This message is reinforced by the fact that our story tells us that Elijah’s erstwhile confederate is a chasid (“pious person”). If our chasid built a gatehouse in such a way that Elijah refused to converse with him and severed their connection, is he truly a chasid? Pious people don’t do impious things, do they? The passage serves as a warning to us: It’s far too easy to rely on “it’s permitted” (the letter of the law) without considering the ramifications and consequences of what we are doing.

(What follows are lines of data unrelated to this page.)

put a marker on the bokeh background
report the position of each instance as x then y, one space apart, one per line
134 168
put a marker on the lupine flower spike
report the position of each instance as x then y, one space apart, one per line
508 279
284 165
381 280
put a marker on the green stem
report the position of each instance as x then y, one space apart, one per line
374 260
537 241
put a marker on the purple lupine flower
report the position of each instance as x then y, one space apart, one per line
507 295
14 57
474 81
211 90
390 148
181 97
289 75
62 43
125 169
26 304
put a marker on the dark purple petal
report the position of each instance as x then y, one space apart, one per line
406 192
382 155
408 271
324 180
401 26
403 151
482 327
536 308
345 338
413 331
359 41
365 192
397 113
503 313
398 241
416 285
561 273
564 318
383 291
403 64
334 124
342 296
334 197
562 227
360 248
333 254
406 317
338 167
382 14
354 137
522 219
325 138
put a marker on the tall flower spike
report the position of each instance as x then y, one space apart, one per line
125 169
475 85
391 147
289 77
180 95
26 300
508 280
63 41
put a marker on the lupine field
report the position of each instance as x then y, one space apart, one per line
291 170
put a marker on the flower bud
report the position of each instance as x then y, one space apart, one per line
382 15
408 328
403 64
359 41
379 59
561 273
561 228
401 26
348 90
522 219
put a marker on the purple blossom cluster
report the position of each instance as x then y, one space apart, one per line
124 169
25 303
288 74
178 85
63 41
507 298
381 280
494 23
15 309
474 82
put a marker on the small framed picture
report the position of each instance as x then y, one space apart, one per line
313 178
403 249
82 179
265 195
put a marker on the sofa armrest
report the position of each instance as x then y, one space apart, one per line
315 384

God instructs Moses: Do what is right and good (ha-yashar v’ha-tov) in the sight of Adonai… (Deuteronomy 6:18). What purpose does this verse serve, given that Torah has specified literally hundreds of mitzvot for Moses and the Israelites to follow? Both Rashi and Nachmanides explain that this verse tells us that merely doing what is required is insufficient; we are to live in such a way that we act lifnim mishurat ha-din (“beyond the letter of the law”). This means that we are obligated to consider the consequences of what we do and weight that along with the purpose of the mitzvot. The chasid did what Mishnah permits, but not how Mishnah intended it.

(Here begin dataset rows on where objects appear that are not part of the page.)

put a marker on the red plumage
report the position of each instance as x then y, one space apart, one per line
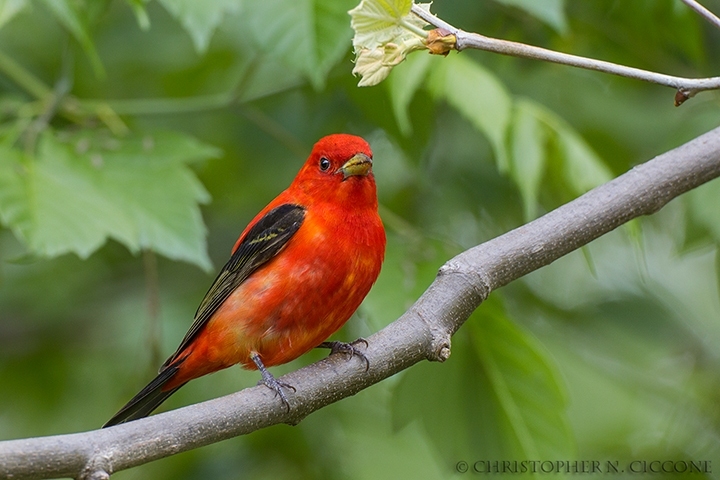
319 245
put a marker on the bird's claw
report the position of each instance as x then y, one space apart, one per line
348 349
277 386
271 382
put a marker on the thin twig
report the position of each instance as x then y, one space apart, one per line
704 12
422 333
689 86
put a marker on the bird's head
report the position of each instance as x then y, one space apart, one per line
339 169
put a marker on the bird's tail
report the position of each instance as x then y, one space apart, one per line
148 399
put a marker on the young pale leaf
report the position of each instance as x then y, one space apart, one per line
385 33
79 192
552 12
582 169
527 155
378 22
70 17
9 8
200 19
479 96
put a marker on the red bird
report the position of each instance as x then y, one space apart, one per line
297 273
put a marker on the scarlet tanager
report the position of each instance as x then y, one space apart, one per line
297 273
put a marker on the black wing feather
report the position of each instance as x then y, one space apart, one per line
264 240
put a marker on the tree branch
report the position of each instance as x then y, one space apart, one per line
704 12
422 333
688 87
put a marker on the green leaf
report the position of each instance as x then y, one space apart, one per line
138 7
498 396
479 96
552 12
704 202
525 383
581 168
584 169
528 156
70 17
10 8
81 191
201 18
403 85
309 36
385 33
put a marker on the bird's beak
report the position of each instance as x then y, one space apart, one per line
360 164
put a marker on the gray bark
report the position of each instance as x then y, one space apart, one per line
422 333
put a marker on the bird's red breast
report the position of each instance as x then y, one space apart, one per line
308 290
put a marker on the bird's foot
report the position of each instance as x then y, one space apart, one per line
348 349
271 382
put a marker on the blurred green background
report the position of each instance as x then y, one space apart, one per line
138 138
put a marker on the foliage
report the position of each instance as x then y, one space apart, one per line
120 120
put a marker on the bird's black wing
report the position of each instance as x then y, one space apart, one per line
264 240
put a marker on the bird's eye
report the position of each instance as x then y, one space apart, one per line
324 164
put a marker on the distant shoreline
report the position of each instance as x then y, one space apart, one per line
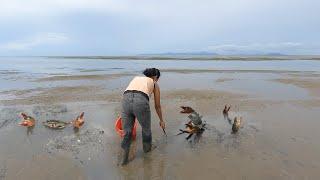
185 57
198 57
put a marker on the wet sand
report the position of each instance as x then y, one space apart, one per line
279 139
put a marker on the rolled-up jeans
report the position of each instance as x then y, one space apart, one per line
136 105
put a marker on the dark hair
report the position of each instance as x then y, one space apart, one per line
149 72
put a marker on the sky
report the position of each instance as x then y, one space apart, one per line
131 27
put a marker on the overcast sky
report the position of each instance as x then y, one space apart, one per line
123 27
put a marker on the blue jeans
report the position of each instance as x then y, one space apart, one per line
136 105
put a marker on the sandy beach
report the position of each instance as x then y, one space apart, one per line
279 138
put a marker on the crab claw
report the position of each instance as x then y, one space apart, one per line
27 120
186 110
24 116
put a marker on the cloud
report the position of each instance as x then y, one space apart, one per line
34 41
283 47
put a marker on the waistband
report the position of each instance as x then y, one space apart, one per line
137 92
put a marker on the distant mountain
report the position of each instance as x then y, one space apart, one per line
275 54
200 53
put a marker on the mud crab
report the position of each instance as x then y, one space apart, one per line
237 121
195 125
53 124
27 121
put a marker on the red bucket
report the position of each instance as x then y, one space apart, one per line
120 131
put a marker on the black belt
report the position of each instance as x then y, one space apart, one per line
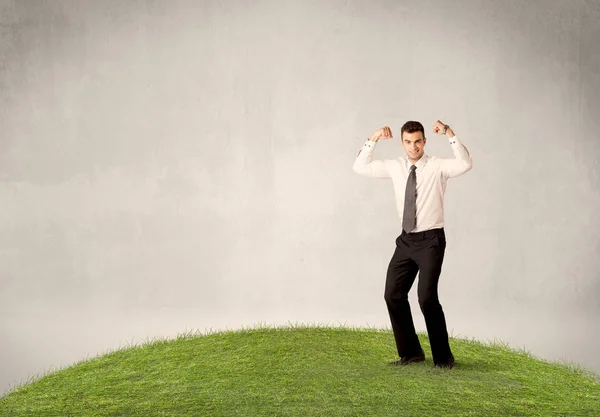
424 234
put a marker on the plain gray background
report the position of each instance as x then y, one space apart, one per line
176 165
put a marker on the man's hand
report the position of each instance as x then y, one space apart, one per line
439 127
383 133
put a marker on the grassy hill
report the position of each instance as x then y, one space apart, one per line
306 371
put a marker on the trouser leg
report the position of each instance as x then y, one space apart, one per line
401 274
429 259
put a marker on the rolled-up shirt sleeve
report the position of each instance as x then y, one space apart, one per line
364 165
461 163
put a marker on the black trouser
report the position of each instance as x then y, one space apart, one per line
421 252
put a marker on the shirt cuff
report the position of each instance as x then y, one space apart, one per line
367 147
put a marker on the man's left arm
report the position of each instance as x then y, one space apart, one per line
462 161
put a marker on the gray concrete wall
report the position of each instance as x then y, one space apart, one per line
176 165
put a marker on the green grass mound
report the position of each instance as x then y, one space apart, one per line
306 371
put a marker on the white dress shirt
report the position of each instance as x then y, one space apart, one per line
432 176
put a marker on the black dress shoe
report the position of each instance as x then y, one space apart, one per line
447 364
409 359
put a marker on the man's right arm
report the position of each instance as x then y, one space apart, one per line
364 165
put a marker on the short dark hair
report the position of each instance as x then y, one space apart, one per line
411 127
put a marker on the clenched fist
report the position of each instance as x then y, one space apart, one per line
383 133
442 129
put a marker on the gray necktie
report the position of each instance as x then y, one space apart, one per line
409 220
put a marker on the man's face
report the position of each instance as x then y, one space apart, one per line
413 145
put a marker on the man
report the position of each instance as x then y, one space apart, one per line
419 184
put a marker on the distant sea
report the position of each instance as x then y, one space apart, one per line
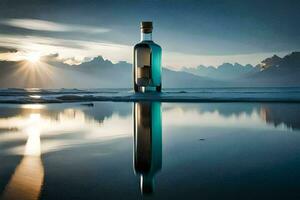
261 94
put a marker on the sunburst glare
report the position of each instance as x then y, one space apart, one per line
33 57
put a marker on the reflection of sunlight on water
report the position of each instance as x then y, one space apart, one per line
35 96
66 128
192 117
33 106
27 180
33 144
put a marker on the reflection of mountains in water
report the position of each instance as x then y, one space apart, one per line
287 114
271 113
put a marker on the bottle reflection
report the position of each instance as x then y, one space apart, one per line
147 143
27 180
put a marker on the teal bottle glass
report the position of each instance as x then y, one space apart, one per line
147 143
147 62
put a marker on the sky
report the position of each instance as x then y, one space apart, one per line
191 32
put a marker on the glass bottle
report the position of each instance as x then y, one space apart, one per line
147 62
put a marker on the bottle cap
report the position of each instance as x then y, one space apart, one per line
146 27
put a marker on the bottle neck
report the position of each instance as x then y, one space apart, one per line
146 36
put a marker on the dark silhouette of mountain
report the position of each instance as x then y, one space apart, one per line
276 71
226 71
97 73
100 73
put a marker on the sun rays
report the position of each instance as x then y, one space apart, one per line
33 57
34 71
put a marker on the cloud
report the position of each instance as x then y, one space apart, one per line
44 25
7 50
65 49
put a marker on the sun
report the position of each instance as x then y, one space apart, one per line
33 57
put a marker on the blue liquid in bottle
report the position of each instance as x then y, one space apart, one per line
147 62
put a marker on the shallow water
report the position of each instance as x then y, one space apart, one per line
106 150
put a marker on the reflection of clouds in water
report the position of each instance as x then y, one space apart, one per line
68 126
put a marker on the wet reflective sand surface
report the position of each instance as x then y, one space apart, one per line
153 150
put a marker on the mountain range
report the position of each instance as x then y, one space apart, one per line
51 72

I once heard a story told of Rabbi Chaim Soloveitchik: A poor man approached him the day before Pesach and asked if it were permissible to use milk, rather than wine, for the Four Cups at the Seder. Rabbi Soloveitchik reached into his picket and gave the man five rubles. “So much?” his wife asked. “Surely one ruble is enough to buy wine.” “Yes,” he replied, “that is true. But if this man feels he needs to use wine because he cannot afford milk, he cannot afford proper food for the seder either, so I gave him enough to buy the food and wine he needs.” According to the mitzvah of tzedakah, one ruble would have sufficed, but Rabbi Soloveitchik had the insight to understand that what was needed was more.

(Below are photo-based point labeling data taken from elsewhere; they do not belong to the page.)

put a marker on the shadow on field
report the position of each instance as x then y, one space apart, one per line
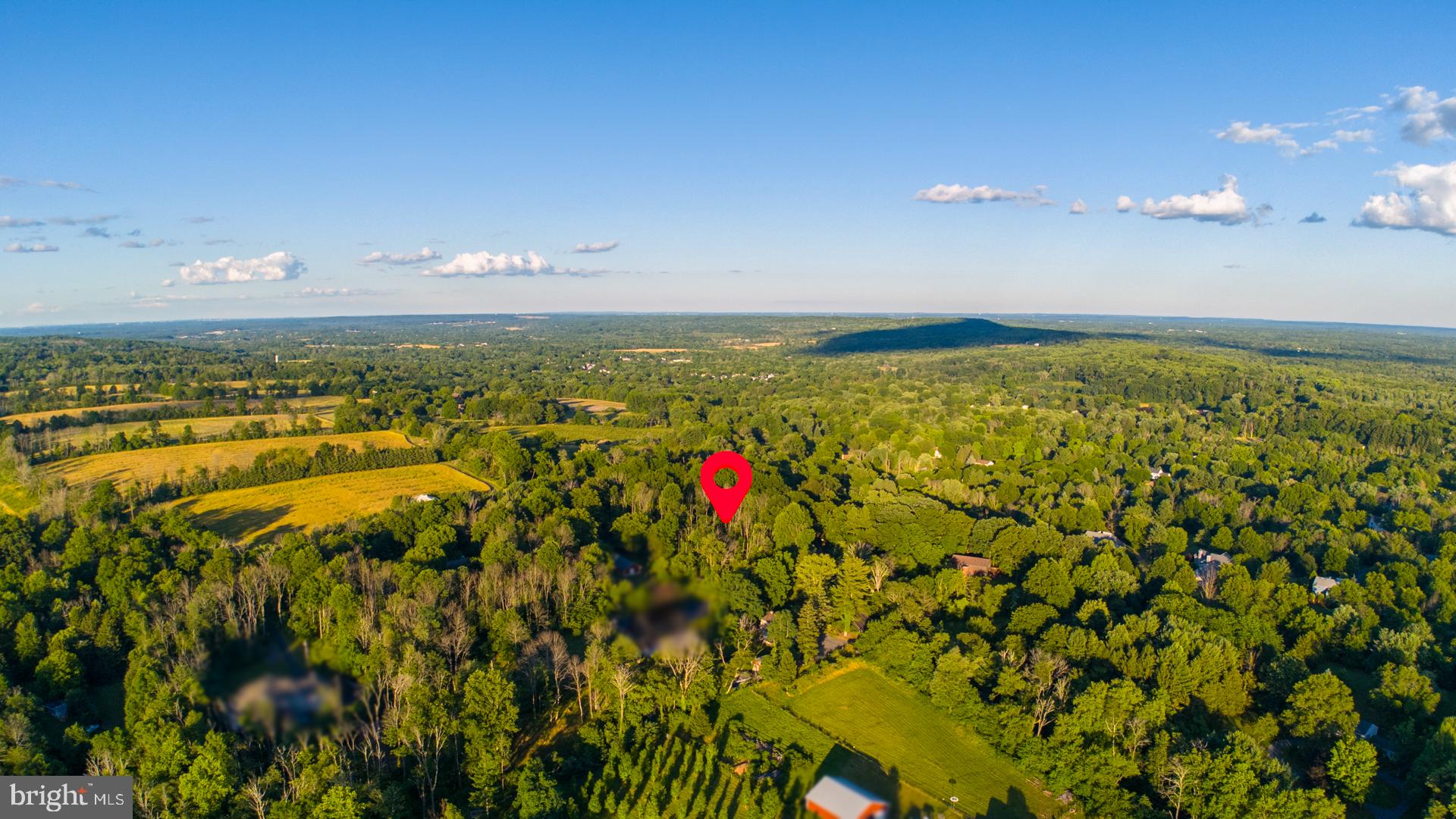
941 335
237 522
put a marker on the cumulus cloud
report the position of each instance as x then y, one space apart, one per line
73 221
595 246
1427 115
14 183
487 262
1429 206
952 194
274 267
1279 136
381 257
1223 206
1247 133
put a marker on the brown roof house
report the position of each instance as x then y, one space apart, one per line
971 564
833 798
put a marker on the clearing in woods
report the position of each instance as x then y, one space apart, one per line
593 404
297 506
204 428
303 404
149 465
890 738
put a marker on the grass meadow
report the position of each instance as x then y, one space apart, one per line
297 506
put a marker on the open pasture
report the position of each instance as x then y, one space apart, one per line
149 465
297 506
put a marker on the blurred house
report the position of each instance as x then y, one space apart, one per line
839 799
971 564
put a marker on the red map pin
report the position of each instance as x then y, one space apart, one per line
726 499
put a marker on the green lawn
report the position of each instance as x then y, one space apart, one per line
865 727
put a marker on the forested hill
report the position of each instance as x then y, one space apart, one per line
941 335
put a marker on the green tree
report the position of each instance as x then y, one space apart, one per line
1353 765
536 792
212 779
488 722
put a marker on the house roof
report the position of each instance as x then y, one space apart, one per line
970 561
840 798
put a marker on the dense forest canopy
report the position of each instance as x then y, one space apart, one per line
1222 553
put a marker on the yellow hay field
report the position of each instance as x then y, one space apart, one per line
297 506
149 465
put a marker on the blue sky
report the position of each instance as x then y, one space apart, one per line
747 158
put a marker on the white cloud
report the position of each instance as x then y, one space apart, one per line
82 219
595 246
487 262
1427 115
1279 136
379 257
952 194
1245 133
1223 206
274 267
1430 205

Ultimately, halakhah will not insure that we do the right thing; only we can do that.

© Rabbi Amy Scheinerman


[2] Blakely, Edward J., and Mary Gail Snyder. “Divided We Fall: Gated and Walled
Communities in the United States.” Architecture of Fear. Nan Ellin, ed. New York: Princeton Architectural Press, 1997.
[3] “They may be center city or suburban, in rich or poor areas, but gates are primarily a protection from some threat, real or perceived… They are looking to protect themselves from crime and from traffic, wanting their homes secure, their streets safe to walk on, their children protected from speeding cars and predators. Sometimes unwilling, sometimes unable, to flee to the higher ground of the suburbs, they shore up in place.”
Blakely, E.J., and M.G. Snyder. (1998). "Separate places: Crime and security in gated
communities." In: M. Felson and R.B. Peiser (eds.), Reducing crime through real estate
development and management, pp. 53-70. Washington, D.C.: Urban Land Institute.
[4] Zaire Zenit Dinzey-Flores, “Gated Communities for the Rich and the Poor,” Contexts (Fall 2013). The full article can be read at:
http://contexts.org/articles/gated-communities-for-the-rich-and-the-poor/.
[5] The Supplemental Nutrition Assistance Program serves low-income individuals and families.
[6] Deuteronomy 14:28 mandates the ma’aser oni (tithe for the poor): “At the end of three years you shall bring forth all the tithe of your produce in that year, and shall lay it up inside your gates; And the Levite, because he has no part nor inheritance with you, and the stranger, and the orphan, and the widow, who are inside your gates, shall come, and shall eat and be satisfied; that the Lord your God may bless you in all the work of your hand which you do.” (See also Deuteronomy 26:12.) The ma’aser oni was also known as the “third tithe” and amounted to 1/10 of produce grown in the third and sixth years of the sabbatical seven-year cycle. While certainly a help to the poor, this was hardly sufficient to sustain them, and needless to say, Deuteronomy 15:4 (“There should be no poor among you, for Adonai your God will bless you in the land that God is giving you for an inheritance to possess”) had not been fulfilled by 135 C.E. when there was no longer a means for collecting the ma’aser oni. The Gemara is written in Babylonia between the 2nd and 6th centuries; there is no longer a system for collecting and distributing agricultural tithes.
[7] "When you [plural] reap the harvest of your land, you [singular] shall not reap all the way to the corner of your field, or gather the gleanings of your harvest.  You shall not pick your vineyard bare, or gather the fallen fruit of your vineyard; you shall leave them for the poor and the stranger; I the Lord am your God.  You shall not steal; you shall not deal deceitfully or falsely with one another." (Leviticus 19:9-11)
[8] “Six years you shall sow your land and gather in its yield; but in the seventh you shall let it rest and lie fallow. Let the needy among your people eat of it and what they leave let the wild beasts eat. You shall do the same with your vineyards and your olive groves.” (Exodus 23:10-11)

Sunday, January 11, 2015

מפני דרקי שלום “For the Sake of Peace” / BT Gittin 60

This blog has been too long quiescent. It feels good to revive it.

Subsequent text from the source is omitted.